Credit Score Calculation

Your score is calculated by a company called FICO, and is worked out by the differential weighting of 5 aspects of your financial history. These are:

  1. Payment History (accounting for 35%)
  2. Available Credit (30%)
  3. Length of Credit History (15%)
  4. New Credit (10%)
  5. Type of Credit (10%)

Payment History

Your payment history, quite simply, refers to how reliably you have paid your bills on time each month. If you have late payments or missed payments, you will have damaged this aspect of your score.

This also takes into account how much you currently owe and how long you have been in debt. This is why it is a good idea to pay your charges in full each month. If you find that you are unable to pay your bills in full each month, focus on paying off your longest standing charges first.

Negative aspects of your payment history stay on your record for about 7 years, so if you have worrisome activity within the past 7 years, this will hurt your score.

Available Credit

Available credit refers to how much of your monthly limit you have used (also referred to as credit utilization). If you tend to reach your monthly limit often, this will hurt your credit score.

Generally, it is most beneficial to keep your credit utilization within 30% of your credit limit. So, if your monthly limit is $2,000, aim to charges no more than $600 to your account each month. This will demonstrate to lenders and creditors that you have a lot of unused available credit, which will show that you are a responsible borrower.

If you have multiple cards, your total available credit will be calculated from adding all of your limits together. Luckily, even if you spend a lot, you can keep your credit utilization low by spreading your charges across your accounts.

If your limit is quite low and you find that you usually spend more than 50% of it each month, ask for an increase. This will keep your utilization low because even if you spend the same amount, it will be a smaller percentage of your available credit. Alternatively, if you spend more than usual on one particular month, try to pay it off before your bill arrives.

Length of Credit History

The length of credit history pertains to how long you can demonstrate that you are reliable.

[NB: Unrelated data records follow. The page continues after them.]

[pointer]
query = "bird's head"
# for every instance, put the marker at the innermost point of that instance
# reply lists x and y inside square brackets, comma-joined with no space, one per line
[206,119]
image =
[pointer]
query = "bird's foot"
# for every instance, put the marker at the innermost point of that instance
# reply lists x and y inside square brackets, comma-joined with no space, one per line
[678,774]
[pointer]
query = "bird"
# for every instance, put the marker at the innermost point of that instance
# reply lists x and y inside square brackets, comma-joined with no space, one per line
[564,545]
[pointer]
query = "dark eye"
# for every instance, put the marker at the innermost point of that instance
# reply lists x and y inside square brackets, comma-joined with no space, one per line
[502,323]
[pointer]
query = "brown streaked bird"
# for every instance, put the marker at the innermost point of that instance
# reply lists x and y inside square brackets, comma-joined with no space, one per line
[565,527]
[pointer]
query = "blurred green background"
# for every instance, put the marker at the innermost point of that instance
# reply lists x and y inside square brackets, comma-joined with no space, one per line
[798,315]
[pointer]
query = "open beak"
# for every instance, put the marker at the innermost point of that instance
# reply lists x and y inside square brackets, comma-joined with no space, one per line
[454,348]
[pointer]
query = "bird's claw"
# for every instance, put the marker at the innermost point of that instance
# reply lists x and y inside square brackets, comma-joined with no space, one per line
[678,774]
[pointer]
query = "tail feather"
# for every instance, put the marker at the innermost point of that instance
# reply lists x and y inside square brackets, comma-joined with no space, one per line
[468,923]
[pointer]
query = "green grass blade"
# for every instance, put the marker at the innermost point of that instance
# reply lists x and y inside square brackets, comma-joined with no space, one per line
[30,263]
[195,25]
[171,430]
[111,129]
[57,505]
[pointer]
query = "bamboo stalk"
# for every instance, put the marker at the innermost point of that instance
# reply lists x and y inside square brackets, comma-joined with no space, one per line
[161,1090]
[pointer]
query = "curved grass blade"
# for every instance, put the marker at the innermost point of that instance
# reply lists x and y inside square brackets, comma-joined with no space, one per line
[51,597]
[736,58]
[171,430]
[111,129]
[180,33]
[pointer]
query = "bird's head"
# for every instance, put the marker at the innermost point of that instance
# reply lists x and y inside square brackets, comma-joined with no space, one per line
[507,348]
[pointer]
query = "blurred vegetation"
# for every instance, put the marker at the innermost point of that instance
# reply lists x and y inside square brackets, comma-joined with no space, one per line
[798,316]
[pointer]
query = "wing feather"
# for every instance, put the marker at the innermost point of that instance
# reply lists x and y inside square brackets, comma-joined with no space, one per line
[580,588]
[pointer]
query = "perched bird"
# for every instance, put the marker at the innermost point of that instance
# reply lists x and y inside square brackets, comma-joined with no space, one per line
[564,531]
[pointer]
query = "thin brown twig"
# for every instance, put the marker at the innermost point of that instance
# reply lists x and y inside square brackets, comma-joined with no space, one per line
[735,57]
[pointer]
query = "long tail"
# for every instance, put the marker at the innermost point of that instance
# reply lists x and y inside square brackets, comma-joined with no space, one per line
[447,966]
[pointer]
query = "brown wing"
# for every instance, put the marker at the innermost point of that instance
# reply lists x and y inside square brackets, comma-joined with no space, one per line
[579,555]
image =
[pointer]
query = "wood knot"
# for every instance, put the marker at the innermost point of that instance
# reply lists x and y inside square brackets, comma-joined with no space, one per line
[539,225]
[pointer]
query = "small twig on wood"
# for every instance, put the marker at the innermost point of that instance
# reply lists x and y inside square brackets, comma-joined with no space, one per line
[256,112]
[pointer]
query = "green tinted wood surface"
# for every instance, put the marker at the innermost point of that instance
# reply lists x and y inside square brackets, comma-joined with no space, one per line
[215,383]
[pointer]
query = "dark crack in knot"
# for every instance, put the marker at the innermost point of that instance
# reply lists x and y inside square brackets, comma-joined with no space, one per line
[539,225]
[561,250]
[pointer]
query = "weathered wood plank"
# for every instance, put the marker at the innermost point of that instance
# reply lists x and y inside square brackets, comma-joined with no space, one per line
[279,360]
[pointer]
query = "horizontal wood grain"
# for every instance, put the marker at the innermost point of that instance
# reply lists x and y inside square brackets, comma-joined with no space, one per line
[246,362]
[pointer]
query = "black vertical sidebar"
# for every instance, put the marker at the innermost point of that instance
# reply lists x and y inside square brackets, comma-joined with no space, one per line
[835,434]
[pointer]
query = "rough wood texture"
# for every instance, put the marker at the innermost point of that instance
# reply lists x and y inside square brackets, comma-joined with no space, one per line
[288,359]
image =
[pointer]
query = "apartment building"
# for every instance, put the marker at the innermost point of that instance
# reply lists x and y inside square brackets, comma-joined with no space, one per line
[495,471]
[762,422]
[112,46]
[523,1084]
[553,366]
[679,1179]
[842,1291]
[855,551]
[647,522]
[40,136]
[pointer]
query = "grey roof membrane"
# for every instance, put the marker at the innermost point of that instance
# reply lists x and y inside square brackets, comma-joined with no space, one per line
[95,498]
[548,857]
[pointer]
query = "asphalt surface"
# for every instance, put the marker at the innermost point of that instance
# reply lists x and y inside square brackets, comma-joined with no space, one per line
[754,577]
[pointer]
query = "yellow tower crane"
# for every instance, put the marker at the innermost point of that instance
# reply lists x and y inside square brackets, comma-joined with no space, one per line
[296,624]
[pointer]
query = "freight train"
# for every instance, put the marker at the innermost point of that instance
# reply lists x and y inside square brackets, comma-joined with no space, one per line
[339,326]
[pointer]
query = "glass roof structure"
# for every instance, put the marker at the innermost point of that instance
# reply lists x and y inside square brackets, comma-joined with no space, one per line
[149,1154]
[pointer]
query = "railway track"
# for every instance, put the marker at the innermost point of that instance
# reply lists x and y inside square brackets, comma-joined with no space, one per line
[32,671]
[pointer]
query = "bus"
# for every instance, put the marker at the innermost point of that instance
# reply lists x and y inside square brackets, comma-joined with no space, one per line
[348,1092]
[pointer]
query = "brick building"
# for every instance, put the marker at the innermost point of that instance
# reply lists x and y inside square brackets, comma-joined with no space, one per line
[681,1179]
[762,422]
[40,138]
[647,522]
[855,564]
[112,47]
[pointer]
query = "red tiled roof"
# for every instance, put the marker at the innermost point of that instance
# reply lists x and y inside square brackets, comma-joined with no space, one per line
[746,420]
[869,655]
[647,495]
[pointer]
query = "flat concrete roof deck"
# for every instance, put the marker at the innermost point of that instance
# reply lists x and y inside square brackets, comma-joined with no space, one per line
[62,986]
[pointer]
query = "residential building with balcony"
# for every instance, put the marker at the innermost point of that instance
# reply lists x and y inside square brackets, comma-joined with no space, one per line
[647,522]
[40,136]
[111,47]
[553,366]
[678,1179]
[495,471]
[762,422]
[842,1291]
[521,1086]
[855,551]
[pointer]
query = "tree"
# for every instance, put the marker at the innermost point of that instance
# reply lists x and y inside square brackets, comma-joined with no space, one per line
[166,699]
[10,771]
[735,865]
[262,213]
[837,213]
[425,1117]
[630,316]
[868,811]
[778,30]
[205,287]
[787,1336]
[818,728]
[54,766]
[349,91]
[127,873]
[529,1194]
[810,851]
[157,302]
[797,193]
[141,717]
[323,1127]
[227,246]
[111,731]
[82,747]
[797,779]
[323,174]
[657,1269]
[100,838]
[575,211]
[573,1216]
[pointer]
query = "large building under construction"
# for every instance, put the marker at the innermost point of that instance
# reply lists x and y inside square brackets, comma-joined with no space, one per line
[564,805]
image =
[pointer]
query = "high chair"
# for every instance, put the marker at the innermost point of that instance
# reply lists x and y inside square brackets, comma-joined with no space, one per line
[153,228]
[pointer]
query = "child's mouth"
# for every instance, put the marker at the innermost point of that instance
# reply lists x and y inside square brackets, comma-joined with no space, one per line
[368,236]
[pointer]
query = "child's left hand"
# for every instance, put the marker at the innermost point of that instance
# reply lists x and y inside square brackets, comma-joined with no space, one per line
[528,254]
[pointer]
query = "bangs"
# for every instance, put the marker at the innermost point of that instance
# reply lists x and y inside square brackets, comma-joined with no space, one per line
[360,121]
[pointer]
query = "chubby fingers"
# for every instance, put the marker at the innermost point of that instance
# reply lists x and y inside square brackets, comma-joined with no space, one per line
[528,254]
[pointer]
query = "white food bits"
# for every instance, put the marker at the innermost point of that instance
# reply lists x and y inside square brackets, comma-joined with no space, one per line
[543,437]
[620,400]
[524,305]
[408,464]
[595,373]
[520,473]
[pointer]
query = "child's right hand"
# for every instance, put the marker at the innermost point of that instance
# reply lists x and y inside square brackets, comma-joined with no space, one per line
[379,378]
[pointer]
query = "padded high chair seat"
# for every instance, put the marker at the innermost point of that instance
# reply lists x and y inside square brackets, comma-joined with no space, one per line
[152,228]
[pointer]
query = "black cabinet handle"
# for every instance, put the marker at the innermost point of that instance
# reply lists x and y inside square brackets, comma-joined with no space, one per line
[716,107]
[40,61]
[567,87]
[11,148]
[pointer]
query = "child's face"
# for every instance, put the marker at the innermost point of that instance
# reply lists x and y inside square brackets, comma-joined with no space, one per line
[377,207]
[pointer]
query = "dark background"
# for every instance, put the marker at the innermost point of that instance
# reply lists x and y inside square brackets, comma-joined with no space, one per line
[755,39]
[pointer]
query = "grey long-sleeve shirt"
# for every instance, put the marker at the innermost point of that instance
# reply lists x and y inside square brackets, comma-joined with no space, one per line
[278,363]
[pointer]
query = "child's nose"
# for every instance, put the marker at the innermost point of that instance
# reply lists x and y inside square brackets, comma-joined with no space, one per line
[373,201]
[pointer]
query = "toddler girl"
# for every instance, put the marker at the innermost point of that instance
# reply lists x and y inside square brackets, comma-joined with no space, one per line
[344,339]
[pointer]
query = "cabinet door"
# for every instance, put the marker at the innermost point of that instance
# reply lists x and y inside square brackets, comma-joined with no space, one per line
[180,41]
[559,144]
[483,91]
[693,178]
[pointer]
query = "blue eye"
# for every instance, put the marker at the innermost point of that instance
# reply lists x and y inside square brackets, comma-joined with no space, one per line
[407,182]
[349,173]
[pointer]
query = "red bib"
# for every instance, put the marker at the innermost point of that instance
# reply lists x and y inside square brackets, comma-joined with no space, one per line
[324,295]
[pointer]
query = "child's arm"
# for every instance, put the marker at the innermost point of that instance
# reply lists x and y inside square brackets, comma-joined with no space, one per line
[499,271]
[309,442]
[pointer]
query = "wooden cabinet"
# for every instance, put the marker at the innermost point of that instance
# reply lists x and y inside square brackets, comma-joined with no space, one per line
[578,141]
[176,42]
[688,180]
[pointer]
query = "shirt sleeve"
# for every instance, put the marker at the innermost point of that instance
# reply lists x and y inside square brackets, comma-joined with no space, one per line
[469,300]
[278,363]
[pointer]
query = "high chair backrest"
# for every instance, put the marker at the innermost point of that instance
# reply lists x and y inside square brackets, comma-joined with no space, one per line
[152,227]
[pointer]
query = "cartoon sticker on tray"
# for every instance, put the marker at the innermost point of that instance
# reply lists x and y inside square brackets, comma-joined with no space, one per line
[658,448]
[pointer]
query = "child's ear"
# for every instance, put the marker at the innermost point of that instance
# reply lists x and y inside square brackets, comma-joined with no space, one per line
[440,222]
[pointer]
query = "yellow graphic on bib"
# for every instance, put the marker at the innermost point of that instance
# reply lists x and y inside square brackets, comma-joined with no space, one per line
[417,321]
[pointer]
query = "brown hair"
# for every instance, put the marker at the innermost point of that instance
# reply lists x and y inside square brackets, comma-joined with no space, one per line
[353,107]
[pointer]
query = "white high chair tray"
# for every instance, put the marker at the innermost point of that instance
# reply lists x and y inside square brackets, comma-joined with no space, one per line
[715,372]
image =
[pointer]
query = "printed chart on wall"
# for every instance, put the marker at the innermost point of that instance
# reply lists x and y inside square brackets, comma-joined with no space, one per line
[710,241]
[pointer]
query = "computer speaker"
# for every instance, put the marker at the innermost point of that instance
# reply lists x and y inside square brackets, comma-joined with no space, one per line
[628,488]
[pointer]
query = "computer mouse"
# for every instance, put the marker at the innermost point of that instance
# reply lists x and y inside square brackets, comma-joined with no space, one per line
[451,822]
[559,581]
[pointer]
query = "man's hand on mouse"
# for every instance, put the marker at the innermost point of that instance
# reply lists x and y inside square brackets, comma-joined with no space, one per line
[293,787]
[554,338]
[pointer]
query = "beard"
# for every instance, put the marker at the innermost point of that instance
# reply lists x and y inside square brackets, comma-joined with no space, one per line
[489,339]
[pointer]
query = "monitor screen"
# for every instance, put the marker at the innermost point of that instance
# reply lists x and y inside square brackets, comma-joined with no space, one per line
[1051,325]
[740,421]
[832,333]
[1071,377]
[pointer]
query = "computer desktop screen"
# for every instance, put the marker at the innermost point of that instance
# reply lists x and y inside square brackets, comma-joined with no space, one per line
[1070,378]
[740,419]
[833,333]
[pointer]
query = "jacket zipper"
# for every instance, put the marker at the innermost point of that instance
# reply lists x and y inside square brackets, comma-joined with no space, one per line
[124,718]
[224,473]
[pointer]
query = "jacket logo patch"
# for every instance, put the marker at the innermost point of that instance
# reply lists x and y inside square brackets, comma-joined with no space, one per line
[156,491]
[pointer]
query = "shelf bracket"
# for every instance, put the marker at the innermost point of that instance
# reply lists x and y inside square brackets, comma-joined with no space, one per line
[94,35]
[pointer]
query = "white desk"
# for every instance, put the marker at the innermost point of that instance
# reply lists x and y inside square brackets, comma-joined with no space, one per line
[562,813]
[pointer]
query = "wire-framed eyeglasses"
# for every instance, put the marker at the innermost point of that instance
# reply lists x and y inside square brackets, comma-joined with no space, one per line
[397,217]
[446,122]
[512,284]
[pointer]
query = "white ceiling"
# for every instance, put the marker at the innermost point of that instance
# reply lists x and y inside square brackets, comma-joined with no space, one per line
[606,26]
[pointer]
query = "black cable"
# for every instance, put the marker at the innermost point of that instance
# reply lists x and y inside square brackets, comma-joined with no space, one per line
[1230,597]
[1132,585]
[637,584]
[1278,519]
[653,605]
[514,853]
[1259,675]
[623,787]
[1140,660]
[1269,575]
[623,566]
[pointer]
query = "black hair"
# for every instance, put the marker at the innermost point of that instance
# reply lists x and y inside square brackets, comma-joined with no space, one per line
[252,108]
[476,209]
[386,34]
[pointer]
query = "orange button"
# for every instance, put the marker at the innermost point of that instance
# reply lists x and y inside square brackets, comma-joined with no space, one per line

How many years have you been paying your phone bill, car insurance, or credit bill? You are considered more reliable and worthy of a loan or mortgage if you can demonstrate that you have maintained a good history for 20 years, whereas you will be less trustworthy if you have only six months of history.

Length of history is important because you can show lenders that you have been reliably paying your bills for years, but accounts for a much smaller portion to ensure that potentially reliable new borrowers are not unfairly disadvantaged.

To keep the length of your credit history as long as possible, do not close your longest standing accounts, even if you no longer use them. They contribute to the age of your credit history. Closing accounts will not remove them from your report immediately; they will remain on your account for the next 7-10 years.

If you have a good history associated with your very first account, do not close it because in 10 years, it will no longer help your credit score. If you have a bad history associated with your first account, you could consider closing it so that it is removed from your report in 7 years, but weigh up the pros and cons of whether it is worth it to shave years off your history.

New Credit

New credit refers to how likely you are to open new accounts. This demonstrates to lenders and creditors that you might not be financially stable; if you regularly apply for new cards or new mortgages, you may have a shortage of money.

Your score will be lowered by a few points every time you open a new card account, but in the grand scheme of things this does not damage your score much if you keep this behavior moderate. Opening one new account every year is reasonable, whilst opening 3 new accounts every couple of months indicates a need for money.

Type of Credit

Basically, there are two main types. The first is installment credit, such as loans or mortgages, in which you pay off a large sum over a series of small installments. The second is revolving accounts, such as credit cards or cell phone contracts, in which you are free to use a certain amount each month as long as you pay your bill.

Aim for a diverse variety of both types of credit because this shows that you are reliable and experienced in each area. However, you should not open accounts solely to boost your score.

Conclusion

A score of at least 700 is considered to be quite good, but if you are thinking of getting a mortgage or multiple cards, you should aim for at least 750 to ensure that you will benefit from low interest rates.